Gibbard didn't have much to say in either set. In each case he stated the name of the group and the album they were playing. With Death Cab, he called "Death of an Interior Decorator" his favorite track on Transatlanticism, “maybe because I like deep cuts.” With the Postal Service, he introduced “Nothing Better,” on which Lewis took the spot of Jen Wood in correcting Gibbard on his self-serving recollections of a relationship, as “a sad story,” though I’d always considered it a happy ending for the woman. But he was a game bandleader, drumming for a little bit during the latter set.
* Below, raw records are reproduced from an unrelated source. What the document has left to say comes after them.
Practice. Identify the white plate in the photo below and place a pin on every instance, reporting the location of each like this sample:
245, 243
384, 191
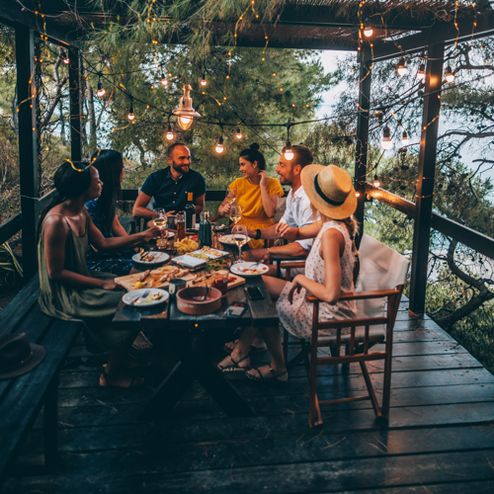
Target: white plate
208, 252
157, 258
247, 269
228, 239
136, 298
189, 261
There was even a costume change: black (for Death Cab) to white (for Postal Service). 

Playing an album in its entirety live works better in some cases than others. Give Up leads with its two best tracks—a good strategy for programming an album but not for pacing a live set. “This Place Is a Prison” is as much a drag live as it is on Give Up—beers were purchased and/or urinated out during its duration, as they had been earlier during Transatlanticism’s lengthy title track. “Natural Anthem” eventually made a fine closer, though its overextended intro felt a little more bludgeoning than funky live.

Sorry to say that the encore was a letdown. Gibbard performed “Such Great Heights” again, this time on acoustic guitar, with Lewis harmonizing, in the style of the Iron and Wine cover that I’ve always found too slow and rhythmically choppy. The night ended with Death Cab returning to the stage for a game but klutzy take on Depeche Mode’s “Enjoy the Silence,” a song particularly ill-suited to Gibbard’s chirp. Maybe “Personal Jesus” would have at least won over the Christian protestors.